Comarca de Palmas suspende penhora de bens por conta da Lei de Abuso de Autoridade: ‘Estamos entre aplicar o direito e cometer um crime', diz juiz

Segundo o TJ-PR, portaria publicada no dia 30 de setembro vale apenas para a Comarca de Palmas, no sul do Paraná, e entrará em vigor a partir de 2020.

Foto: Reprodução / Web O procurador-geral da República, Augusto Aras
O procurador-geral da República, Augusto Aras

A Comarca de Palmas, na região sul do Paraná, suspendeu, por meio de uma portaria, a penhora online de bens pelo sistema Bacenjud por conta da Lei de Abuso de Autoridade.

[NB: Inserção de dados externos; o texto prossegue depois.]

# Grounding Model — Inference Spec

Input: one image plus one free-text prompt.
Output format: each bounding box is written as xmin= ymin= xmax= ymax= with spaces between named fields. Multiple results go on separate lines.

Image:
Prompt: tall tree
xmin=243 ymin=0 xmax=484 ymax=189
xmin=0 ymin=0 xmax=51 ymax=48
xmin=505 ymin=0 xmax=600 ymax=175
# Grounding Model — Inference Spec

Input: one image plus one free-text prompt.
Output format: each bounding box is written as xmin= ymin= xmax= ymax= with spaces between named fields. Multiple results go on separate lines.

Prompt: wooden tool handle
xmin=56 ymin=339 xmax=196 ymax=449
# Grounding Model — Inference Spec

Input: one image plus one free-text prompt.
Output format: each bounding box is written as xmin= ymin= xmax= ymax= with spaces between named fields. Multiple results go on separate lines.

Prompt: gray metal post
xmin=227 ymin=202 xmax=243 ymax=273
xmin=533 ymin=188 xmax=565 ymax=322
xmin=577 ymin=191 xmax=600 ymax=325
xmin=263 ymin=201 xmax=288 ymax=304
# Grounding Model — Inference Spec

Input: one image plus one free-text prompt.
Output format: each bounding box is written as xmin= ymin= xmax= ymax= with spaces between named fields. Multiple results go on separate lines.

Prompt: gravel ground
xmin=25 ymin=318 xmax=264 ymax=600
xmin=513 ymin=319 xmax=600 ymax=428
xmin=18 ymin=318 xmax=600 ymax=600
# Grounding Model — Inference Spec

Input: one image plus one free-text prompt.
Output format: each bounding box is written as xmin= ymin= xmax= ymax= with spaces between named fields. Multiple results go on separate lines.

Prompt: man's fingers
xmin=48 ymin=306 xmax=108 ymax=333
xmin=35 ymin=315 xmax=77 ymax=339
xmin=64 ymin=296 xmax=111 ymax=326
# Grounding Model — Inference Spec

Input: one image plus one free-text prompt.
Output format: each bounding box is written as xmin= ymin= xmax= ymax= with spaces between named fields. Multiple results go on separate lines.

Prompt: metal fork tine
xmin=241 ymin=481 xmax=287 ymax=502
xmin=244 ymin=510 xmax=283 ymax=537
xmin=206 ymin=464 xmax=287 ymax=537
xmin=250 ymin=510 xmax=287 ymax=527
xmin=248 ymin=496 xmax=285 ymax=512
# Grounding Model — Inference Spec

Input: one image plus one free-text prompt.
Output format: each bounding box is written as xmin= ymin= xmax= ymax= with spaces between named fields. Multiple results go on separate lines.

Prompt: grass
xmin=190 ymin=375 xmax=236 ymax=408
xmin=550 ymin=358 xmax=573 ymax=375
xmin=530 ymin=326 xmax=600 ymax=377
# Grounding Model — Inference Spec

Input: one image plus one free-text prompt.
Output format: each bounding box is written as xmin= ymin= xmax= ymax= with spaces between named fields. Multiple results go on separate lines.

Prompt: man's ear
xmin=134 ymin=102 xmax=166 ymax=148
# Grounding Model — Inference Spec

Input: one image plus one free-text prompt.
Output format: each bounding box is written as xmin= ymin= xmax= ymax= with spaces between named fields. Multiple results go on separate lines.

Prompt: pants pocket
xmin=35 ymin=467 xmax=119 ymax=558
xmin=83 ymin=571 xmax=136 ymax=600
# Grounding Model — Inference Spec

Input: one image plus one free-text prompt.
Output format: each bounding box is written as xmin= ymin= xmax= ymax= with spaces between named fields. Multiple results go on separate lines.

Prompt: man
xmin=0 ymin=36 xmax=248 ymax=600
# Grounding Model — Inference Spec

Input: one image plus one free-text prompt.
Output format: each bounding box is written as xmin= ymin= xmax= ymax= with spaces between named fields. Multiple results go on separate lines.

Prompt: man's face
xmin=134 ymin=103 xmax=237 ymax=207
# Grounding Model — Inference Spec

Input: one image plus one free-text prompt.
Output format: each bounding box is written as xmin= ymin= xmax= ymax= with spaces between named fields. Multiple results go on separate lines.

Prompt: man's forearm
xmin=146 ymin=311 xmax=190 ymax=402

A portaria foi publicada no dia 30 de setembro e começa a valer a partir de janeiro de 2020.

A Lei de Abuso de Autoridade foi aprovada em agosto pelo Congresso Nacional e elenca uma série de atuações de servidores e de integrantes dos três poderes que podem ser consideradas crimes de abuso.

O texto foi alvo de críticas, já que especialistas acreditam que a lei pode atrapalhar no combate à corrupção e dificultar o trabalho de juízes, procuradores e policiais, além de interferir no combate à corrupção.

Em entrevista ao G1, o juiz diretor do Fórum de Palmas, Eduardo Ressetti Pinheiro Marques Vianna, explicou que a portaria é uma instrução e foi publicada em um período de adaptação da lei pela sociedade.

"Nós estamos entre aplicar o direito e cometer um crime, tendo em vista o sistema que se tem hoje, que bloqueia em regra mais do que se deveria. Isso pode ser passível de uma punição", disse.

Na portaria, o magistrado justificou a determinação levando em consideração o artigo 36 da lei.

O artigo estipula detenção de um a quatro anos, além de multa, para agentes que decretarem indisponibilidade de ativos financeiros de forma que "extrapole exacerbadamente o valor estimado para a satisfação da dívida da parte".

Na portaria, o juiz cita que o texto da lei deixa em aberto as expressões "exacerbadamente" e "exorbitante". Ainda segundo o magistrado, não fica claro se no trecho "da parte", a lei se refere ao autor ou ao réu da ação.

Ainda conforme o documento, o juiz justifica a portaria levando em consideração a "condução de milhares de processos" e que nem sempre são identificados e corrigidos exageros de maneira rápida.

Segundo o Tribunal de Justiça do Paraná (TJ-PR), a portaria é valida somente para a Comarca de Palmas.

O TJ-PR informou que ainda não há decisões do presidente do Tribunal ou de órgão colegiado no mesmo sentido.

Bacenjud

A portaria publicada pela Comarca de Palmas vale para a utilização do Bacenjud, que é um sistema que funciona entre a Justiça, Banco Central e instituições bancárias, agilizando processos que envolvem o sistema financeiro, como ordens de bloqueio de bens.

O juiz Eduardo Ressetti Pinheiro Marques Vianna explicou que bloqueios excessivos podem acontecer por conta do Bacenjud.

Ele cita como exemplo a solicitação de uma penhora online de R$ 2 mil. Pelo processo, o Banco Central procura por contas bancárias em todas as instituições financeiras. O sistema bloqueia o valor em cada conta encontrada. Ou seja, se localizar seis contas, bloqueará R$ 12 mil no total.

"Eu espero que o sistema seja corrigido, sendo possível fazer os bloqueios de maneira exata e sem qualquer excesso", disse.

Segundo o magistrado, ordens feitas pelo sistema nem sempre são imediatas, podendo demorar mais de 48 horas para serem efetivadas.

Lei de Abuso de Autoridade

A Lei de Abuso de Autoridade foi sancionada pelo presidente Jair Bolsonaro no dia cinco de setembro. O presidente vetou 36 dos 108 dispositivos, contidos em 19 artigos do projeto. Os 18 vetos foram rejeitados pelo Congresso Nacional no dia 24 de setembro.

O projeto foi do Senado para a Câmara dos Deputados em 2017 e não foi discutido em comissões, já que foi direto para a votação no Plenário por conta de um pedido de urgência aprovado.

O projeto define quais agentes públicos dos municípios, estados, Distrito Federal, da União são capazes de cometer o crime de abuso de autoridade. Entre eles:

Servidores públicos e militares;

Integrantes do Poder Legislativo (deputados e senadores, por exemplo, no nível federal);

Integrantes do Poder Executivo (presidente da República; governadores, prefeitos);

Integrantes do Poder Judiciário (juízes de primeira instância, desembargadores de tribunais, ministros de tribunais superiores);

Integrantes do Ministério Público (procuradores e promotores);

Integrantes de tribunais e conselhos de conta (ministros do TCU e integrantes de TCEs).